I am extremely gratified to say that that is exactly what happened. In March 2016 I offered Greg Johnson three essays. He liked them, published two of them, and we’ve had a productive working relationship ever since. And for the first time in my life I felt my literary career was under my control. I knew that if I wrote my ass off, like Pete Rose cranking out base hits and hustling all over the ball field, not only would I impress Greg and increase the odds of getting published, but I would also build up a readership, something I never had before.
I also learned, to my surprise, that I really enjoy writing essays.
Did you have any concerns about the novel when you were writing it?

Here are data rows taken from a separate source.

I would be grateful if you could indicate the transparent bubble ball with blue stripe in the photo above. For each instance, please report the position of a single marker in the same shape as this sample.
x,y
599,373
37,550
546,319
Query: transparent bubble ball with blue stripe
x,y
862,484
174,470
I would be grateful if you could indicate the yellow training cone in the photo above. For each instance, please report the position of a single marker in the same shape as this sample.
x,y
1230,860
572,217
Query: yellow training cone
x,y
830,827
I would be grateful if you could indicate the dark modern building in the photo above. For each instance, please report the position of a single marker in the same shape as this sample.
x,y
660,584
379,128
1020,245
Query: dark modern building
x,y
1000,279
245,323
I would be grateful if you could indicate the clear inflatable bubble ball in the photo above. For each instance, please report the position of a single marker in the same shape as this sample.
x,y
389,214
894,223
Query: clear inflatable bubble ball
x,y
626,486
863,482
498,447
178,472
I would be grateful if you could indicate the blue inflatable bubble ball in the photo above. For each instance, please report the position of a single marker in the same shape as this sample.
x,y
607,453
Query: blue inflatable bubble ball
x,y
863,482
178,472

Yes. For one, I was afraid that its genre and overall plot may seem too familiar. America in its dystopian future pitting Leftists and Muslims against white right-winger types: where have we heard that before? If you describe the general idea to someone in our circles they might simply yawn and say, “Been there, done that.” We already have Harold Covington and Kurt Schlichter, not to mention William Pierce. So what do we need White Like You for? But I was already knee-deep in writing it when I first noticed this danger. It was far too late to start over. In any event, I knew the book had the expanse, the excitement, the wit, and the characters to transcend its genre. The novel also contains a prominent psychometric element that I was sure made it unique, not just for Dissident Right fiction, but for all fiction. At some point you just have to have faith in your convictions and continue on.

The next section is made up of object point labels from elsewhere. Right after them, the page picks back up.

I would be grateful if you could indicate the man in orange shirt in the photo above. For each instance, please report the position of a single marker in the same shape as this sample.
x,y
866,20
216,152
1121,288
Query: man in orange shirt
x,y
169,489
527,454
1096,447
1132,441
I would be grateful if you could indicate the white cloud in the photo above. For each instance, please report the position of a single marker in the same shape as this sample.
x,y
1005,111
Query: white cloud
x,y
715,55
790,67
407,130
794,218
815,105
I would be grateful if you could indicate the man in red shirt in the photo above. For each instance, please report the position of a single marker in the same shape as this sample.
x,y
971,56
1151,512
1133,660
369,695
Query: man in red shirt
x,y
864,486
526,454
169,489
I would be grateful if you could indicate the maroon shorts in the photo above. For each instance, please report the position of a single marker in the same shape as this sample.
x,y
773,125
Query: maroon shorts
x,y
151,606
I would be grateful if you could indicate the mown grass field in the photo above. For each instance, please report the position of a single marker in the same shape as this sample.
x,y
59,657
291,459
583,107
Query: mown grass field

Another concern was that I became red-pilled on the Jewish Question while I was still writing White Like You. This led to some interesting revisions in the one chapter which deals with the JQ. Even in the last weeks before going to press I learned something new and needed to revise. Through dialectic I attempt to approach the topic from a completely new or at least interesting angle. It will be up to the readers to decide if I succeeded.
What are your goals for White Like You?
First and foremost, I hope to entertain people on the race-realist Right, regardless of how ‘hard’ or ‘soft’ their positions are. Despite its prominent literary elements, White Like You is a thriller and I gave it all the action and suspense and violence one would expect from a first-rate thriller. I want it so people won’t be able to put it down and will need to smoke a cigarette after finishing it. I want also for people on the Right to feel less lonely after reading White Like You. I want them to know that there is a person who thinks like they do, who feels like they do, and has produced a work of literature that will hopefully give them a greater sense of belonging. Then and only then, if readers wish to delve deeper and contemplate the novel’s themes and characters, they will see that White Like You will give them all that they can handle in that department as well.

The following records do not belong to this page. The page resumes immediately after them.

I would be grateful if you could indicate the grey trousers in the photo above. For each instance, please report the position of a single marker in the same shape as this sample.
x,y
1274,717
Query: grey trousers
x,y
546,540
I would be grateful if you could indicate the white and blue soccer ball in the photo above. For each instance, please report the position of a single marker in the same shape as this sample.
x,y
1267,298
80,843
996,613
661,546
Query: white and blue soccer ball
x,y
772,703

And if someone not on the Right reads it and decides to come over to our side—or at least change their perspective on race and identity—then that would be icing on the cake.
Beyond that, I would love it if Victor Davis Hanson were to enjoy it. He would be flattered to know how much of his Carnage and Culture went into it. Same for Kevin MacDonald and his Culture of Critique. Same for John Derbyshire, Jared Taylor, Ann Coulter, Kim du Toit, Markus Willinger, and a host of other writers across the spectrum of the Right. I’m sure I ripped off a joke or two from the Ace of Spades somewhere in there as well.
And for my competition, namely Harold Covington, Kurt Schlichter, and others, I hope White Like You  makes them just a little bit uncomfortable. You’re on notice, guys. This is how you do dystopian, right-wing fiction. Our readers deserve only the best.